3. Capacity Building with Community Engagement
Successful AI deployment requires robust ethical frameworks that address privacy, bias, transparency, and accountability. This includes ensuring AI models are trained on diverse datasets and validated across different populations to avoid perpetuating health disparities.
Critically, this capacity building must involve LMIC communities as partners in design and deployment, not just as end users. Healthcare workers need training not just in how to use AI tools, but in when to trust them, when to question them, and how to integrate AI insights with cultural and contextual knowledge.

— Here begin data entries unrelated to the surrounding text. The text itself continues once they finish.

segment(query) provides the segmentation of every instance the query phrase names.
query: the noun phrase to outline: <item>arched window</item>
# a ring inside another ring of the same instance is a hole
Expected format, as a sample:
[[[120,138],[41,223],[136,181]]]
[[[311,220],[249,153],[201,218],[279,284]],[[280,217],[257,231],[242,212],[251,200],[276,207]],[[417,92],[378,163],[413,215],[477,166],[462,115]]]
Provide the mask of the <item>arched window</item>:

4. Human-AI Collaboration Models
The most promising approach isn’t AI replacing doctors but AI augmenting healthcare workers’ capabilities while preserving essential human relationships. This means designing systems where AI handles pattern recognition and data analysis while humans focus on communication, cultural navigation, and complex decision-making.
For example, an AI system might identify potential tuberculosis cases from chest X-rays, but community health workers would still handle patient education, family engagement, and treatment support. The AI improves diagnostic accuracy while humans ensure culturally appropriate care delivery.

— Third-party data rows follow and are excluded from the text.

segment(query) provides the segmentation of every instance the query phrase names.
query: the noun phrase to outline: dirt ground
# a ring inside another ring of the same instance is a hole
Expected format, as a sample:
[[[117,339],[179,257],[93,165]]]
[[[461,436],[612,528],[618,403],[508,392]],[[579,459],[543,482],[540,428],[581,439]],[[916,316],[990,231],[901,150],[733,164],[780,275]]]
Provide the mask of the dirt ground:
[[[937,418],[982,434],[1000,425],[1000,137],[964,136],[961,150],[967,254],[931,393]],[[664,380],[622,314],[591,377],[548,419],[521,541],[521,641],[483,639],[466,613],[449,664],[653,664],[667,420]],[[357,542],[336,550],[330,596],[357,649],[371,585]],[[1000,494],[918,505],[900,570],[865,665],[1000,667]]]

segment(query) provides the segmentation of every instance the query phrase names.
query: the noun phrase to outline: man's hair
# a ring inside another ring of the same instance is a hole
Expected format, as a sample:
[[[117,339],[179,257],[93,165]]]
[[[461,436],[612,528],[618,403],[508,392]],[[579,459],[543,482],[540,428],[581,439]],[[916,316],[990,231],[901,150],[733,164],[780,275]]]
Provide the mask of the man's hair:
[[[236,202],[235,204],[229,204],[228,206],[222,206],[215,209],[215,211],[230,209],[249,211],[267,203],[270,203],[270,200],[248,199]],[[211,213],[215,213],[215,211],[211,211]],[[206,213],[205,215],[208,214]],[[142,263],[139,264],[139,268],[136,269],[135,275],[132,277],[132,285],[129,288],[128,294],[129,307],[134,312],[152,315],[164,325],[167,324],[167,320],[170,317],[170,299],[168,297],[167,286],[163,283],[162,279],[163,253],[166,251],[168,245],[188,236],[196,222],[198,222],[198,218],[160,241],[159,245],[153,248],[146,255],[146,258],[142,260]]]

Moral Courage with Human Wisdom
We cannot allow perfect to be the enemy of good when lives hang in the balance, but we also cannot ignore the complexity of healthcare delivery in diverse cultural contexts.
This ethical framework questions if we can withhold potentially life-saving technology when human alternatives simply don’t exist at scale, and whether we can deploy AI in ways that enhance rather than undermine human dignity and cultural values.
Our sector often gets trapped in endless consultations and pilot programs while real-world suffering continues. Yet there is real damage when technological solutions are imposed without cultural understanding. The challenge is finding the middle path: urgent deployment with careful attention to human factors.
This requires:
- Regulatory frameworks that fast-track AI health tools proven effective in similar contexts while requiring cultural adaptation assessments
- Training programs that prepare healthcare workers to collaborate effectively with AI systems while maintaining their roles as cultural navigators and human advocates
- Legal protections for practitioners who follow established AI-assisted protocols while preserving space for culturally informed human judgment
- Investment mechanisms that make AI tools accessible regardless of ability to pay while funding the human infrastructure needed for appropriate implementation
- Community engagement processes that ensure AI deployment respects local values and decision-making structures
The moral calculus is clear but complex: in contexts where human expertise is scarce and AI demonstrably outperforms available alternatives, deployment becomes an ethical imperative rather than an optional innovation.
But this deployment must be done in ways that honor the irreplaceable human elements of healthcare delivery—the cultural sensitivity, emotional support, and contextual wisdom that no algorithm can provide.
We must have the courage to act on the evidence for AI’s diagnostic capabilities while maintaining the wisdom to preserve what makes healthcare fundamentally human. The time for moral leadership is now, but it must be leadership that embraces both technological possibility and human complexity.